SOURCE.

The plot of The Young King, which, as the Biograpbia Dramatitca well remarks, ‘is very far from being a bad one’, is taken from the eighth part of La Calprenède’s famous romance, Cléopatre. The adventures of Alcamenes (Thersander) and Menalippa (Cleomena) are therein related for the benefit of Cleopatra and Artemisa, temporarily imprisoned on shipboard. The narrative, which occupies some hundred pages, is n good example of those prolix detached episodes and histories peculiar to this school, which by their perpetual crossing and intertwining render the consecutive reading of a heroic romance so confused and difficult a task. Yet in this particular instance the tale is extraordinarily well told and highly interesting. Mrs. Behn has altered the names for the better. Barzanes in the novel becomes Honorius in the play; Euardes, Ismenes; Phrataphernes, Artabazes; Beliza, Semiris; whilst La Calprenède dubs the Scythian king, Arontes and the queen of Dacia, Amalthea.

Cléopatre, commenced in 1646, was eventually completed in twelve volumes. There is an English translation of the eighth part by James Webb (8vo, 1658), which he terms Hymen’s Praeludia, or, Love’s Masterpiece, and dedicates with much flowery verbiage to his aunt, Jane, Viscountess Clanebuy. A translation of the whole romance, by Robert Loveday, was published folio, 1668.

The story, however, is not original even in La Calprenède, being taken with changed names from Il Calsandro smascherato di Giovanni Ambrogio Marini (Part 1, Fiorenza, 1646; Part 2, Bologna, 1651), a French version of which, by Georges de Scudéri, appeared in 1668.

Some critics have seen a resemblance between the character of the young prince Orsames and that of Hippolito, ‘one that never saw woman,’ in Dryden and Davenant’s alteration of The Tempest (1667). But the likeness is merely superficial. Mrs. Behn has undoubtedly taken the whole episode of Orsames directly from Calderon’s great philosophic and symbolical comedia, La Vida es Sueño (1633). That Mrs. Behn had a good knowledge of Spanish is certain, and she has copied with the closest fidelity minute but telling details of her original. Calderon himself probably derived his plot from Rojas’ Viaje Entretenido. Basilio, King of Poland, to thwart the fulfilling of a horoscope, imprisons his son Segismundo from infancy in a lonely tower. The youth is, however, as a test of his character, one night whilst under the influence of a soporofic conveyed from his prison and wakes to find himself in a sumptuous apartment amidst crowds of adulating courtiers. He shows himself, however, a very despot, and throws an officious servant, who warns him to proffer greater respect to the infanta Estella, his cousin, clean out of window; he nearly kills his tutor Clotaldo, who interrupts his violent wooing; and, in fine, is seen to be wholly unfit to reign. A potion is deftly administered, and once more, asleep, he is carried back to the castle. The populace, however, rise and set him on the throne, and eventually the astrological forecast comes true; but at the same time he proves himself a worthy sovereign. All these details are to be found in The Young King, as well as Calderon’s scene where Rosaura, in pursuit of her lover, accidently encounters Segismundo in his prison.

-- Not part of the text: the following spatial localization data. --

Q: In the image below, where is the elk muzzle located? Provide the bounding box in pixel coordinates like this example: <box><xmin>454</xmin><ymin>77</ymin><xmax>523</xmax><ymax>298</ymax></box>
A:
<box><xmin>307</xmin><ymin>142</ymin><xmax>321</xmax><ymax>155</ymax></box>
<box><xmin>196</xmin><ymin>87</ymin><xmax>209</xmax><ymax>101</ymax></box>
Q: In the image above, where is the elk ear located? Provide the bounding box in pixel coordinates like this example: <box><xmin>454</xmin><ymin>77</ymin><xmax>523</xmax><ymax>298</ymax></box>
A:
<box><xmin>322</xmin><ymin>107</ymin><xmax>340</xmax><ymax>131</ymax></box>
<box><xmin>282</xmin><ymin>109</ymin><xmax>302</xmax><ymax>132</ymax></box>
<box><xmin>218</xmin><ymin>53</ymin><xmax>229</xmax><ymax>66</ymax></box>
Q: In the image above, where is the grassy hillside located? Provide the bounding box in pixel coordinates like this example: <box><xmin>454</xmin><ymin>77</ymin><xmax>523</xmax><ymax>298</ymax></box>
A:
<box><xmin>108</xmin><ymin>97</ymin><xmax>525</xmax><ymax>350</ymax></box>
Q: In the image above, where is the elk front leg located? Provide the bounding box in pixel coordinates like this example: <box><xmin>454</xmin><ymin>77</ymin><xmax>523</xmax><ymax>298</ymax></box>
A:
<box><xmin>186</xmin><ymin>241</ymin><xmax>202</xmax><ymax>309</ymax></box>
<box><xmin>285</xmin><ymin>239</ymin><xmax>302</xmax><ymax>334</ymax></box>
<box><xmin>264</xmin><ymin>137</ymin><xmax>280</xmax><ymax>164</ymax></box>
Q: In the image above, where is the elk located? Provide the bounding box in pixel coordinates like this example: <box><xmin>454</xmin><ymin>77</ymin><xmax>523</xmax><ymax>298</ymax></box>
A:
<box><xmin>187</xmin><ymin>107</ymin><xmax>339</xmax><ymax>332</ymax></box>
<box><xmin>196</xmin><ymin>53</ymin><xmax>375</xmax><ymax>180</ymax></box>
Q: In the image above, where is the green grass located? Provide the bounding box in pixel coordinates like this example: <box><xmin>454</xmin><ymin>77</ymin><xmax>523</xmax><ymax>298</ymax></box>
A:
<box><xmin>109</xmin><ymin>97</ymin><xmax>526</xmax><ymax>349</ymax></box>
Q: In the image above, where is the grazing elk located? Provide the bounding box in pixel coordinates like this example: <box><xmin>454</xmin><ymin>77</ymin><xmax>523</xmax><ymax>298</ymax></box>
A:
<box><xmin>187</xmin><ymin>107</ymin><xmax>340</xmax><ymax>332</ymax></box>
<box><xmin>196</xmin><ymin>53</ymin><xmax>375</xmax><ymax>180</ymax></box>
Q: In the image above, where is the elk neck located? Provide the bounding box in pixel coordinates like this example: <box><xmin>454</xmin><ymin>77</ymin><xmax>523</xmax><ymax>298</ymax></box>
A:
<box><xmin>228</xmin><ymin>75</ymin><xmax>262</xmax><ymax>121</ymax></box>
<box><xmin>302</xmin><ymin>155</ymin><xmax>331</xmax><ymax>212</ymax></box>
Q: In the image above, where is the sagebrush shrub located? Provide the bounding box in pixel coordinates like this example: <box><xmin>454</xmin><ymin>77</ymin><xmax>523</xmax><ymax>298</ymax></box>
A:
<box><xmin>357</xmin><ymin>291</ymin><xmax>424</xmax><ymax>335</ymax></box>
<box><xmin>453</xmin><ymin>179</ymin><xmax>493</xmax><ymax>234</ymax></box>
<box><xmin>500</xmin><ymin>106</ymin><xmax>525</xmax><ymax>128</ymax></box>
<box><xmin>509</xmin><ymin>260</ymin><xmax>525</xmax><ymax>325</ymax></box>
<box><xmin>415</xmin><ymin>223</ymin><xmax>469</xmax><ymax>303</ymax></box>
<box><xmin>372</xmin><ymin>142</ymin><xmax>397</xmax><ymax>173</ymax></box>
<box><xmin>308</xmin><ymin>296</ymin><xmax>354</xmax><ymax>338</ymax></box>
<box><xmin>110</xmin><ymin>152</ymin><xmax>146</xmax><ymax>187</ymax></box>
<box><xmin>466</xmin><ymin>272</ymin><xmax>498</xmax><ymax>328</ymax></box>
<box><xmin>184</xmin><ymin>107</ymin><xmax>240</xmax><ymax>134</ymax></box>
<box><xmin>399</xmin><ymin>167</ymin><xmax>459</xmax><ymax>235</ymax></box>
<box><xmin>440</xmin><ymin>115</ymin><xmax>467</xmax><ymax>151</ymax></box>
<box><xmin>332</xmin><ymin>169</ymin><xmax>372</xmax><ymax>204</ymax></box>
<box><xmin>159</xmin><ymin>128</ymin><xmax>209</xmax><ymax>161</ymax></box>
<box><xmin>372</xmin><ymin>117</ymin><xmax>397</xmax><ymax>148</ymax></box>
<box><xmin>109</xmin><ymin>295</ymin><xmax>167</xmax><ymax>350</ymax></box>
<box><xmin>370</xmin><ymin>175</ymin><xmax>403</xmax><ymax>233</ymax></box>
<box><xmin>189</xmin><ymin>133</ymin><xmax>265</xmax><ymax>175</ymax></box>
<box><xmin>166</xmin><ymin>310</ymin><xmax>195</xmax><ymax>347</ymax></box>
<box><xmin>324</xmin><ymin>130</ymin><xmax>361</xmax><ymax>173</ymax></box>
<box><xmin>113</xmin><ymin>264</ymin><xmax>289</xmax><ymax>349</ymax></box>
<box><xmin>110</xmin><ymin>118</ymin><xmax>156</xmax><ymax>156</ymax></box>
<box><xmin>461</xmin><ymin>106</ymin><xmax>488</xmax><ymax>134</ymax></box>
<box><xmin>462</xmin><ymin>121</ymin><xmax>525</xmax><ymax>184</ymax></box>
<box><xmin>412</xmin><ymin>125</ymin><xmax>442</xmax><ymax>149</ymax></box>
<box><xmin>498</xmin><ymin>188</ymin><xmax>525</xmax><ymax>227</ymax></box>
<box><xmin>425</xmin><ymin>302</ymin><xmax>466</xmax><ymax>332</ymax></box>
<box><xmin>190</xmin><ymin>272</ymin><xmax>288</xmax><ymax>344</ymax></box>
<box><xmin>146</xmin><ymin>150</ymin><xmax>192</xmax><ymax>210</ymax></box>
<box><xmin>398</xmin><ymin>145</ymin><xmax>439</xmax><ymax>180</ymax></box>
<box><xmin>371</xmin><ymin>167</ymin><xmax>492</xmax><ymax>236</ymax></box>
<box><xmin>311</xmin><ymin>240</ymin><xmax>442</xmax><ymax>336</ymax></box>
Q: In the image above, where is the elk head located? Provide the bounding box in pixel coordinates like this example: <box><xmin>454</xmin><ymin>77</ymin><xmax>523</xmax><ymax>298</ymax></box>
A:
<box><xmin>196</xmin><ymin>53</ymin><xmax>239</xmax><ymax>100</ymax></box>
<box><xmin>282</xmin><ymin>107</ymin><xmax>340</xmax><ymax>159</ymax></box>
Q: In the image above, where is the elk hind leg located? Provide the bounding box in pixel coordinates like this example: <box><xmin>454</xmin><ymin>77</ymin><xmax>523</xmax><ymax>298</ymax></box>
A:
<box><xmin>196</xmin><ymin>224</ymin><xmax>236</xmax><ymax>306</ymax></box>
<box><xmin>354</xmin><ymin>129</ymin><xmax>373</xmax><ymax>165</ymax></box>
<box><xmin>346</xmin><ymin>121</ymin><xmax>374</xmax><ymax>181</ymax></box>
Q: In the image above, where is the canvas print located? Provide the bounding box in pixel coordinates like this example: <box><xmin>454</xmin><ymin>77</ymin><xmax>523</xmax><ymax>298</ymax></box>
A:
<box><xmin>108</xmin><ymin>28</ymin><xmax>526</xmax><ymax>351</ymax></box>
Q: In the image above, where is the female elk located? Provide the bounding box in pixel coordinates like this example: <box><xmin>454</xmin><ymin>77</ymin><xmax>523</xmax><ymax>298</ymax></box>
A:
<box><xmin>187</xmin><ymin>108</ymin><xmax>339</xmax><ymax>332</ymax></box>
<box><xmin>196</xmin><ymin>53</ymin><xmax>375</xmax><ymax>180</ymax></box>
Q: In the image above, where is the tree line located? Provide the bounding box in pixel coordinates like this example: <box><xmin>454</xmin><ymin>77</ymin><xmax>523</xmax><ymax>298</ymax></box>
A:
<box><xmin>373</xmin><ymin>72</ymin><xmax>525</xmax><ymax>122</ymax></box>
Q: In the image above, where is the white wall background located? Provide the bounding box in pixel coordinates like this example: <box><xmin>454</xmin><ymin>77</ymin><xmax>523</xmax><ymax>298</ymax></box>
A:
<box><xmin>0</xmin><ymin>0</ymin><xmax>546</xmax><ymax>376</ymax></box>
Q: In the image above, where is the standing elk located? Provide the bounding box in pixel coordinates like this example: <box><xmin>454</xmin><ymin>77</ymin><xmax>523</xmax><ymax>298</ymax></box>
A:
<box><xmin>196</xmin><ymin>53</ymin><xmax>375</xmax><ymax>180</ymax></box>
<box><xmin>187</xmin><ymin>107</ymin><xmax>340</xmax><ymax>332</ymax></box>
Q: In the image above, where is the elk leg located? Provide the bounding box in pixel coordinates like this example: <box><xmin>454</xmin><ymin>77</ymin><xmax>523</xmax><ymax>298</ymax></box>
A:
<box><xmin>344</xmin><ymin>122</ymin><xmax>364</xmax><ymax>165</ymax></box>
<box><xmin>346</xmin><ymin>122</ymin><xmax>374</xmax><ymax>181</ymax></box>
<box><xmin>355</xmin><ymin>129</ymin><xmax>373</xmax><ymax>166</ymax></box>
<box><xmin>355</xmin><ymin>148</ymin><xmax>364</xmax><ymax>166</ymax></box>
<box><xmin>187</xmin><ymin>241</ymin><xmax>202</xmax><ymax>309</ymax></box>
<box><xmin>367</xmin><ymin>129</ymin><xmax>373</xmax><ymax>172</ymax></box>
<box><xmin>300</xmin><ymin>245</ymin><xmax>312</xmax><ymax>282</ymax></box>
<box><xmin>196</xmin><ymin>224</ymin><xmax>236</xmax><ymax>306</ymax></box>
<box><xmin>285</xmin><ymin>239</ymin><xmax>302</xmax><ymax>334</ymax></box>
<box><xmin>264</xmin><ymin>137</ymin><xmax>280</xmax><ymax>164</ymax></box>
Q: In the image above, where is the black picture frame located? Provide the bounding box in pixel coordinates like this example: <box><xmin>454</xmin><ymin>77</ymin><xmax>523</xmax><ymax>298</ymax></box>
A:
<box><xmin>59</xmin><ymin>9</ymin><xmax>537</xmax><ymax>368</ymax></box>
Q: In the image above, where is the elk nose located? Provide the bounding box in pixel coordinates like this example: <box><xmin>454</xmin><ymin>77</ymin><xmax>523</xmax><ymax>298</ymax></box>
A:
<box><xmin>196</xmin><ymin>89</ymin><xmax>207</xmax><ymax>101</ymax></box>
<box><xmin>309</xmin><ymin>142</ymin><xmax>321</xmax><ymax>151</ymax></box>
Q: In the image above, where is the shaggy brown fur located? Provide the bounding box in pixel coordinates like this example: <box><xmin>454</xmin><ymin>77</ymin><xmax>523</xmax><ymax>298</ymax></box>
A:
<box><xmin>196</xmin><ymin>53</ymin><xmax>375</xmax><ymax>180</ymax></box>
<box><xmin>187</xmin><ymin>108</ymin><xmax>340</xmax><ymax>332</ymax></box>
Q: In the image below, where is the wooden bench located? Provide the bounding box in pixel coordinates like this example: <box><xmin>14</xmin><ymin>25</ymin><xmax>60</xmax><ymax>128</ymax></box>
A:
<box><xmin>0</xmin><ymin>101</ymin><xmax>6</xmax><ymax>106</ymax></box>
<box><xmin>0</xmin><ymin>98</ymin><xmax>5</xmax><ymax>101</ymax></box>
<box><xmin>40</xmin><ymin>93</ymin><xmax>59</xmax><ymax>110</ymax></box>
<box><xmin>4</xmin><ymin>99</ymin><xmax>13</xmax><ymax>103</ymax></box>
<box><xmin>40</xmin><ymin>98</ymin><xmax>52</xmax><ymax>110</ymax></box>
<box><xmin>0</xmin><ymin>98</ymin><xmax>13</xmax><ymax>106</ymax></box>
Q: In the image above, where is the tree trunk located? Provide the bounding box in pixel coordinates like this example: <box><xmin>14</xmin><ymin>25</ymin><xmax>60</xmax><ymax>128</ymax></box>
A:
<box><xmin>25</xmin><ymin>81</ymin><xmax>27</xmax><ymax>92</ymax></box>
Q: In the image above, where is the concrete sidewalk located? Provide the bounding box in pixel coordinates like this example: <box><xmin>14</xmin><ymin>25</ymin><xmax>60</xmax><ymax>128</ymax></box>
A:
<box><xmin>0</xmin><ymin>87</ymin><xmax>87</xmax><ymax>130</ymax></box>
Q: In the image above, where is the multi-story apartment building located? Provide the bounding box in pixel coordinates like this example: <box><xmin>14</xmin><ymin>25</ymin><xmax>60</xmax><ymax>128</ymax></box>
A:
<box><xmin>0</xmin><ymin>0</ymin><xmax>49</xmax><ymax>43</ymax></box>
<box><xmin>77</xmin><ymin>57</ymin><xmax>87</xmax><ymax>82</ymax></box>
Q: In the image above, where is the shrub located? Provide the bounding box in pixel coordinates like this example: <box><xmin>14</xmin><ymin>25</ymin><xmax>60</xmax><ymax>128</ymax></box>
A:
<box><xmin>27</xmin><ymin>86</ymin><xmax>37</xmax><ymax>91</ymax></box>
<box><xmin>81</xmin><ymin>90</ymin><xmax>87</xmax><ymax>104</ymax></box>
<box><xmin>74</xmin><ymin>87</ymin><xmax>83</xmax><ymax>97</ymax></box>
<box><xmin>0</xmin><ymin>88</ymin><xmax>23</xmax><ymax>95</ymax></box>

The story itself is, of course, world-wide with a thousand variants. Oriental in origin, it is familiar to all readers of the Thousand and One Nights, when Abou Hassan is drugged by Haroun al Raschid, and for one day allowed to play the caliph with power complete and unconfined. The same trick is said to have been tried upon a drunkard at Bruges by Philip the Good, Duke of Burgundy, during his marriage festivities, 1440. Christopher Sly, well drubbed by Marian Hacket and bawling for a pot of small ale, will at once occur to every mind. Richard Edwardes has the same story in his Collection of Tales (1570); the old Ballad of the Frolicsome Duke sings it; Sir Richard Barckley repeats it in his Discourse of the Felicitie of Man (1598); and Burton found a niche for it in his Anatomy of Melancholy (1621). Simon Goulart included it in the Tresor d’histoires admirables et memorables (circa 1600), whence it was Englished by Grimeston (1607). In fact it is a common property of all times and all nations.

Although Mrs. Behn confessedly does not attain (nor was such her intention) the deep philosophy and exquisite melody of the great Spanish poet, she has produced a first-rate specimen of the romance drama, rococo perhaps, and with quaint ornaments, but none the less full of life, incident and interest.